The provisions on the transfer, merger and division of business would continue to apply to all companies, corporations and branches that regularly employ at least 20 people.

Minimum duration of change negotiations to be cut by half

The Co-operation Act lays down provisions on the duration of change negotiations concerning the reduction of workforce. At present, change negotiations must last at least six weeks or 14 days, depending on their subject.

The negotiation times would be reduced by half. The amendment would apply to all companies, corporations and branches within the scope of application of the Act. The minimum duration of the change negotiations would be either three weeks or seven days, depending on the matters to be negotiated and the number of employees.

A new time limit for the termination of the employment contract would be added to the Act. The time limit would be applied if the employer submitted a proposal for negotiations concerning its plan to terminate at least ten employees on production-related and financial reasons. The employment contract of a terminated employee could not end before 30 days have elapsed from the date a proposal for negotiations was submitted to the employment authority.

Government Programme entries to be implemented in two phases

The Government Programme’s entries on amendments to the Co-operation Act can be divided into three themes:

  1. Scope of application based on the number of employees
  2. Duration of change negotiations
  3. Board representation of employees

A tripartite working group discussed the matters related to the scope of application and the duration of the change negotiations during its first term of office on 11 December 2023–20 June 2024. In addition to the Ministry of Economic Affairs and Employment, the working group includes representatives from the Confederation of Finnish Industries, Federation of Finnish Enterprises, Central Organisation of Finnish Trade Unions SAK, Confederation of Unions for Professional and Managerial Staff in Finland Akava, and Finnish Confederation of Professionals STTK. The employee organisations together, the Confederation of Finnish Industries and the Federation of Finnish Enterprises gave a dissenting opinion on the working group’s report.
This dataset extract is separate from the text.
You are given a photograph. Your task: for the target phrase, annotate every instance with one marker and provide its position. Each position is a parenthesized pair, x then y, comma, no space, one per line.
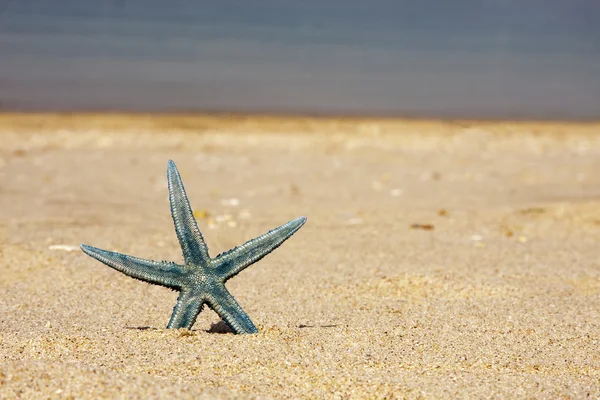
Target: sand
(439,260)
The working group’s report is circulated for comments from 28 June to 23 August 2024. The Government plans to submit its proposal to Parliament in November. The amendments would enter into force on 1 July 2025.

In addition, a report on the possible need to amend board representation will be drawn up. The report should be completed in late autumn 2024. The working group will discuss the report during its second term of office from 1 January 2025 to 31 March 2025. Subsequently, the Government’s mid-term policy review session will assess the need for amendments in spring 2025. Board representation refers to the representation of employees in the company’s administration, for example in the board of directors or senior management group.

Inquiries:
Jukka Sarhimaa, Special Adviser to the Minister of Employment, tel. +358 295 047 330
Elli Nieminen, Chief Specialist, Ministry of Economic Affairs and Employment, tel. +358 295 047 056 (available on 28 June and from 29 July)

The timeline describes the preparatory phases: Working group’s first term 11 December 2023–20 June 2024. Consultation round 28 June–23 August 2024. Report on the need to amend board representation autumn 2024. Government proposal November 2024. Working group’s second term 1 January–31 March 2025. Government’s mid-term policy review session spring 2025. Entry into force of the first-phase amendments to the Act 1 July 2025.